After being severely stabbed during an attack at an anti-Islamic gathering in Germany, a 29-year-old police officer passed away on Sunday.
On Friday, a guy brandishing a knife attacked and injured multiple individuals in Mannheim, a city located in southwest Germany.
The attack injured five participants in a rally sponsored by the anti-radical Islam advocacy group Pax Europa.
According to a statement from local police, the policeman was "stabbed several times in the area of the head" while attempting to interfere.
He had "emergency surgery and was put in an artificial coma" immediately after the attack, but according to authorities, he "died of his injuries" on Sunday.
After the "horrible attack," Chancellor Olaf Scholz expressed his "deep sadness" over the police officer's passing.
Scholz stated on X, the previous Twitter, that "his commitment to the safety of all of us deserves the highest recognition."
The death of the police officer "moves me deeply and makes me angry about what is happening in our country," German daily Bild was told by Finance Minister Christian Lindner.

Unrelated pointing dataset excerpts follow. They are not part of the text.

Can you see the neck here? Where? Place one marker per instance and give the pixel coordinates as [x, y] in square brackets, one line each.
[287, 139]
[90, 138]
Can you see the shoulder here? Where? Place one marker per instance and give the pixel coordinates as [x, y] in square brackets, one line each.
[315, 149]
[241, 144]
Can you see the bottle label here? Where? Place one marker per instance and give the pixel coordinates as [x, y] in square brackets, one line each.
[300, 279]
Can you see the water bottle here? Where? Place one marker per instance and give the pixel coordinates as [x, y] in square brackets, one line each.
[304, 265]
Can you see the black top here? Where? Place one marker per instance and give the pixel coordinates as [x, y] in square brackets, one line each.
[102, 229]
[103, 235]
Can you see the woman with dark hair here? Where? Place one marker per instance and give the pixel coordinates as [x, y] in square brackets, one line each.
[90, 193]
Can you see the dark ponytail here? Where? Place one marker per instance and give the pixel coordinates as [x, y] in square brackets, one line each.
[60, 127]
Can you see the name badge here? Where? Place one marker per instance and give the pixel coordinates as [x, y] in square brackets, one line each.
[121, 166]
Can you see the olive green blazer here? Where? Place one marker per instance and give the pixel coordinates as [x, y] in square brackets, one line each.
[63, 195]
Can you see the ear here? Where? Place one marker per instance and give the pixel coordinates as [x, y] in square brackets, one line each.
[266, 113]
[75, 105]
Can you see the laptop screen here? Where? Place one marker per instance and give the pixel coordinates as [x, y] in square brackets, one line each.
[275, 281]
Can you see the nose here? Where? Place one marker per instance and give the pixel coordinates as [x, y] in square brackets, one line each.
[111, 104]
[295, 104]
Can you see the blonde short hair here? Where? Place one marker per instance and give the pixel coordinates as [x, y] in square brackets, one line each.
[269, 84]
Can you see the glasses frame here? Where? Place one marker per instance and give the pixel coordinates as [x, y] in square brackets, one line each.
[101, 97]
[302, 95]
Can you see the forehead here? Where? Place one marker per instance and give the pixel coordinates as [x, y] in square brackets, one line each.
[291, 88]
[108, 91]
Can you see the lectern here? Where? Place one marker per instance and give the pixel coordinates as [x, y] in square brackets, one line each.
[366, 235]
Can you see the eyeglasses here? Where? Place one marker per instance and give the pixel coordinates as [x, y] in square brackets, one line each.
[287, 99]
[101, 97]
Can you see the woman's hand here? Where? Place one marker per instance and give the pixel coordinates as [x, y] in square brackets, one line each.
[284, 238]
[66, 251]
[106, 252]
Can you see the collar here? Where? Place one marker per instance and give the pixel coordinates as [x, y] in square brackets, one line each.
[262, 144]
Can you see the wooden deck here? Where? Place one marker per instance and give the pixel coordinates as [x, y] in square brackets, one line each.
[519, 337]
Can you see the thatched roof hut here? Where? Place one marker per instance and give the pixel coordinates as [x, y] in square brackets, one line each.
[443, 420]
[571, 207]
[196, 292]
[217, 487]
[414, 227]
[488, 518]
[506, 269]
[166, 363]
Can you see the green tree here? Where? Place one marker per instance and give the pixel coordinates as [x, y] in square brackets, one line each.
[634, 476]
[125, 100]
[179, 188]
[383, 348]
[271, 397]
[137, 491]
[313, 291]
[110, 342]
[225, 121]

On Friday, Nancy Faeser, the interior minister, demanded a comprehensive inquiry into the attack's circumstances.
Since the start of the Israel-Hamas conflict, Germany has been on high alert for potential extremist attacks. The head of domestic intelligence in the nation has warned that the possibility of such attacks is "real and higher than it has been for a long time."
Before the June 9 EU elections, the nation has also witnessed a wave of attacks on politicians at their places of employment or while they were campaigning.
The growing trend worries President Frank-Walter Steinmeier, who stated last week that Germans "must never get used to violence in the battle of political opinions.